Its statement is often written in two parts, though we can combine these under one theorem-heading. Take the term “Riemann integrable” as basically meaning that, if the graph of the function is always above the horizontal axis, then the area under its graph and above the interval [a,b] is well-defined. We will not delve into a rigorous description of what this means.

Statement of the FTC

Fundamental Theorem of Calculus: Suppose the real-valued function f is Riemann integrable on the interval [a,b]. Then the following two statements are true: 1) If f is continuous on [a,b] and if F is a function defined by the equation F(x)=\displaystyle\int_{a}^{x}f(t)\, dt, then F is differentiable on [a,b] and F'(x)=f(x) for all x\in [a,b] (with appropriate one-sided derivatives at the endpoints). 2) If F is an antiderivative of f on [a,b], so that F'(x)=f(x) for all x\in [a,b], and if f is continuous on [a,b], then \displaystyle\int_{a}^{b}f(x)\, dx=F(b)-F(a).

Note: the assumption of the continuity of f on [a,b] is actually not necessary for the truth of Part 2, but will make our proof using the MVT possible to do.

One way that Part 2 of the FTC can be proved is by using Part 1. However, Part 2 of the FTC can also be proved using the MVT. We will do this now, though the “proof” we give is really only an idea/sketch/outline of a proof because we have not defined what integration really means in terms of limits of Riemann sums. If you have done so in a previous course, however, this proof should make sense to you, though its very last part is very subtle.

Idea of Proof of Part 2 of the FTC (using the MVT):

For an arbitrary partition a=x_{0}<x_{1}<x_{2}<\cdots<x_{n} of the interval [a,b], our assumptions and the MVT allow us to conclude that there exist numbers c_{1},c_{2},\ldots,c_{n}, with x_{i-1}<c_{i}<x_{i} for each i, such that f(c_{i})=F'(c_{i})=\frac{F(x_{i})-F(x_{i-1})}{x_{i}-x_{i-1}}.

But this means that

F(b)-F(a)=(F(x_{n})-F(x_{n-1}))+(F(x_{n-1})-F(x_{n-2}))+\cdots+(F(x_{2})-F(x_{1}))+(F(x_{1})-F(x_{0}))

=f(c_{n})(x_{n}-x_{n-1})+f(c_{n-1})(x_{n-1}-x_{n-2})+\cdots+f(c_{2})(x_{2}-x_{1})+f(c_{1})(x_{1}-x_{0}).

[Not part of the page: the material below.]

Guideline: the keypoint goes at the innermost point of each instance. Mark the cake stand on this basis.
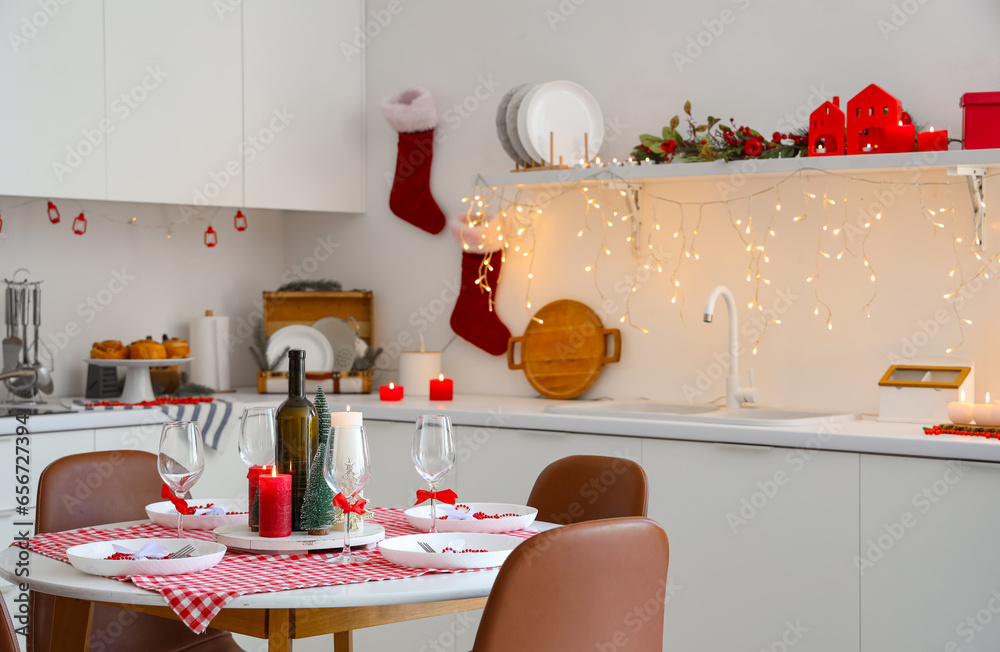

But this last sum is an arbitrary Riemann sum for estimating the integral \displaystyle\int_{a}^{b}f(x)\, dx, which exists because we are assuming f is continuous. Since the “mesh” or “norm“, \displaystyle\min_{1\leq i\leq n}(x_{i}-x_{i-1}), of such a Riemann sum can be made as small as we like, this implies that \displaystyle\int_{a}^{b}f(x)\, dx must actually equal all of such Riemann sums, which all equal F(b)-F(a).

This last sentence is very subtle, but it is true. You should realize that other Riemann sums might not equal the integral. The key is that these particular Riemann sums, which arise from the truth of the MVT, do all equal the integral.

The FTC is key to many of the applications of integration. We will certainly explore the FTC in depth in the future, Lord willing.